Thursday, April 5, 2012

It's Zealot To Deal With

Jesus, praying his disciples
will just mellow out already
It's Holy Week for much of the country. Perhaps that's why Jesus' name is so often on my tongue these days.

Or maybe it was my run-in with a food allergy zealot on Facebook.

Jesus had his issues with zealots. (He still does, if my Facebook newsfeed is any indication.) The term "zealot" was coined from the group of Jews in Jesus' time who supported overthrowing the Romans through military means. How did the Big Guy handle it? He made (at least two of) them disciples.

Once again, Jesus is a better person than me. The minute I get a whiff of even verbal violence from someone, I hit the "defriend" button.  (WWJD = Who Would Jesus Defriend? Or would Jesus just have 6 billion Facebook friends? But I digress...)

This week's Faceslapbook quote was: You're endangering your child's life just so you'll have an easier time managing his food allergy. It was in response to my post about total avoidance and how little sense total avoidance probably makes in light of all the oral tolerance and baked protein studies.

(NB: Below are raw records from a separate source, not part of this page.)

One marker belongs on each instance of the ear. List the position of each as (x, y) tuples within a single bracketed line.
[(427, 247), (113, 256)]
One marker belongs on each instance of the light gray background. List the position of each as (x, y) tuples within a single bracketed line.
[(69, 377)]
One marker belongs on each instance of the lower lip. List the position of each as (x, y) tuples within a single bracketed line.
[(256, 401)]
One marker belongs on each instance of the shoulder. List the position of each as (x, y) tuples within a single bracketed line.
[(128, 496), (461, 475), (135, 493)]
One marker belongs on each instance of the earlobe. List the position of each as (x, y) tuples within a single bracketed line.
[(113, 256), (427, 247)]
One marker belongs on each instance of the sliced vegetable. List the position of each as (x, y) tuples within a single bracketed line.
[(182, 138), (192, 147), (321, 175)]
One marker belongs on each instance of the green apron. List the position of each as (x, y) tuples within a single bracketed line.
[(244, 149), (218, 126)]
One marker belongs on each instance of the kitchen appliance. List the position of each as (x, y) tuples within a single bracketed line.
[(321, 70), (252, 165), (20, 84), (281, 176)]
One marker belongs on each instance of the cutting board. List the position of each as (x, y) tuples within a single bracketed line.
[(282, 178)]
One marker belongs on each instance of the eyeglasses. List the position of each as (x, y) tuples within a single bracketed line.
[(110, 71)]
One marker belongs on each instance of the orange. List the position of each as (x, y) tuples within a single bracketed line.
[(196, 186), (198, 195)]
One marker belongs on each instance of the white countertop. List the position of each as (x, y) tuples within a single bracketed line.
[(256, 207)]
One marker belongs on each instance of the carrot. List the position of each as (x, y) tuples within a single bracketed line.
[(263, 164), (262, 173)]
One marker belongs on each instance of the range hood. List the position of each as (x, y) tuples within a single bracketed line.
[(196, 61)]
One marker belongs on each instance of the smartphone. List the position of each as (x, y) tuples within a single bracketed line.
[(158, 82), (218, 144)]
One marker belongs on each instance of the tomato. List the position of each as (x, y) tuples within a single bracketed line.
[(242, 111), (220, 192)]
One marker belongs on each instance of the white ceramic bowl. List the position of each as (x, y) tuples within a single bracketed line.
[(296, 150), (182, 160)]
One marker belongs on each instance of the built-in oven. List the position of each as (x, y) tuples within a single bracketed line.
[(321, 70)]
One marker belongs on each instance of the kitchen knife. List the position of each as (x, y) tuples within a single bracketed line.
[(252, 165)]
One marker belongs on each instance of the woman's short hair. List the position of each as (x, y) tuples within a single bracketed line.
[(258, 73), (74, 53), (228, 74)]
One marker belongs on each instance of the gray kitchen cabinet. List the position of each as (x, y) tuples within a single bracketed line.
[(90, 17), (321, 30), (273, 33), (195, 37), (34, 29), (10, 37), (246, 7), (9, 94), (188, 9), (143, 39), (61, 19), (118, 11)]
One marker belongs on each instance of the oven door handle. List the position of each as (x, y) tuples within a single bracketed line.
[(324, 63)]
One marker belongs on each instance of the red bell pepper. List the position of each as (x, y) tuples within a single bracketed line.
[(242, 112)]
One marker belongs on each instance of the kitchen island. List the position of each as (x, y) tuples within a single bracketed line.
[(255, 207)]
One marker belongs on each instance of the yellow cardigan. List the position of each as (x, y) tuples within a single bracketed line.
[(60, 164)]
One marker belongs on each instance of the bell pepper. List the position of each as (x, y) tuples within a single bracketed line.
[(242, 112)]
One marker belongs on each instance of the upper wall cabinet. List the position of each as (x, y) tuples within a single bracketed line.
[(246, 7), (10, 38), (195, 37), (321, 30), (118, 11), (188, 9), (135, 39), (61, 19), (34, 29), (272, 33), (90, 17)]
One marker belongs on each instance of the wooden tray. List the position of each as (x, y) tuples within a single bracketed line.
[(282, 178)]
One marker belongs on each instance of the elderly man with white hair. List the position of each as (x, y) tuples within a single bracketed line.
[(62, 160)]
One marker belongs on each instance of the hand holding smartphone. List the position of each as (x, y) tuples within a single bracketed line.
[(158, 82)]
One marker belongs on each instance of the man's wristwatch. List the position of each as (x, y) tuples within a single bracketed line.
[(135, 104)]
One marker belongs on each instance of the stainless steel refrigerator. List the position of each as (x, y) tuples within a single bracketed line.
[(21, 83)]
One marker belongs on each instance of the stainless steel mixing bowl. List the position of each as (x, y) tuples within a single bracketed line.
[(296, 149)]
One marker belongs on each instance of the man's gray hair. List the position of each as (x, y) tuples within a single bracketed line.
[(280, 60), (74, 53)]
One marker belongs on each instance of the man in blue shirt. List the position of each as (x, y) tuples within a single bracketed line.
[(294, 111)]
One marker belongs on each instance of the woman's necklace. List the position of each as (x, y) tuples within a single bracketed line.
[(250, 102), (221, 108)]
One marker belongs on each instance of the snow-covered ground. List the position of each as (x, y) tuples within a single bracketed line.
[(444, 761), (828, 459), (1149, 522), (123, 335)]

The poster in question was having none of it. There were multiple posts with ! and CAPS and every other manner of keyboard emphasis that could be applied. The message was clear - not only was I wrong, I was lazy, neglectful, even abusive. I was poisoning my child. All presumably because we are introducing baked milk, and therefore questioning whether it's still necessary to avoid things like medical-grade lactose.

But irony is fine.
I understand fear can make us zealots. There are times for all of us when the anxiety is all-consuming and it's seductively reassuring to believe our path is the only path. But that's still no excuse to EVER accuse each other of endangering our child's lives with our choices. I've seen too much of this over the years and it's where I draw the line. I do kick people out of my life at the point they accuse me of willfully trying to harm my child.

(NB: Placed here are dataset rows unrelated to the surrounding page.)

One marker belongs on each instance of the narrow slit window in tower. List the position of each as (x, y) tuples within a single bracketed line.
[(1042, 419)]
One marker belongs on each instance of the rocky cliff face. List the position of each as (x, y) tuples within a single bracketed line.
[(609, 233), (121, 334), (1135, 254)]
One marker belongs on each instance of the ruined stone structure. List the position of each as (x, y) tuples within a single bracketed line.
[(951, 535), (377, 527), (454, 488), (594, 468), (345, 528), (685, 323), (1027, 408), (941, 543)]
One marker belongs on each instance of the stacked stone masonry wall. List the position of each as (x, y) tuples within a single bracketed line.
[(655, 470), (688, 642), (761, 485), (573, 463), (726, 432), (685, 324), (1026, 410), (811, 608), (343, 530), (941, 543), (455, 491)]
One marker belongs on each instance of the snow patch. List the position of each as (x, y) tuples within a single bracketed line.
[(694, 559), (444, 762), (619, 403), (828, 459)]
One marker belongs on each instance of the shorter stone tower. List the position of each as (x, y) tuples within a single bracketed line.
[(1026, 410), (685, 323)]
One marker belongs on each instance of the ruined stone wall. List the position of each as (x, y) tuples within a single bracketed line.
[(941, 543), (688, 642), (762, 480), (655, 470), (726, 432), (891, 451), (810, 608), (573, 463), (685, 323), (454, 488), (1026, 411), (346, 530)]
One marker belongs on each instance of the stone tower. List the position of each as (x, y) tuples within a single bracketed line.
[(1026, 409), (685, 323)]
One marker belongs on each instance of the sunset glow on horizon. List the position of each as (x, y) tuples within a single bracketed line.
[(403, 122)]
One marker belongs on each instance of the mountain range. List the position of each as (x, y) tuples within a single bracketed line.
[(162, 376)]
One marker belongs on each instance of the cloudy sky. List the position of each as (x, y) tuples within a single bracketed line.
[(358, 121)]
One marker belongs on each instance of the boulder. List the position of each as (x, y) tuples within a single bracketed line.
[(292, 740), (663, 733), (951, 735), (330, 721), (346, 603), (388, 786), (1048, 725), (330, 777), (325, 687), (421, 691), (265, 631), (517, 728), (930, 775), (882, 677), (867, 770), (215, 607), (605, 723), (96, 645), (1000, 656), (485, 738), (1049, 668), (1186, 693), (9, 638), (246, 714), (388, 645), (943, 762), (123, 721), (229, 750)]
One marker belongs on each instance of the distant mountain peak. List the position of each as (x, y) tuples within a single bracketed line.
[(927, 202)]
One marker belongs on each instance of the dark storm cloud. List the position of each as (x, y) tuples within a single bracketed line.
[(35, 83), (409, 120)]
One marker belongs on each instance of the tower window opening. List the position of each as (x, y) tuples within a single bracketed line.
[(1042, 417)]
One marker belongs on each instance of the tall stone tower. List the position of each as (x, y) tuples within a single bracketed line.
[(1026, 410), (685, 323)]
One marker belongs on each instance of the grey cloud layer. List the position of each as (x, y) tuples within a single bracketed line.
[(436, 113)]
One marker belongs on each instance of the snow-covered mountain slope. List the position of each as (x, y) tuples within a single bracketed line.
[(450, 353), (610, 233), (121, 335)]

I'm hearing the little voice in my head saying judge not lest ye be judged. (I'm going to assume it's Jesus and not schizophrenia.) But it's very hard to listen when people are really crappy.

So here's my public appeal: if you're the parent of a child with allergies, or are allergic yourself, commit to dropping "you're lucky your kid hasn't died" from your arsenal of ways to win an internet argument. Consider it a food allergy Godwin's Law - if you go there, you've lost.

Don't make me resort to comparing you to a Nazi.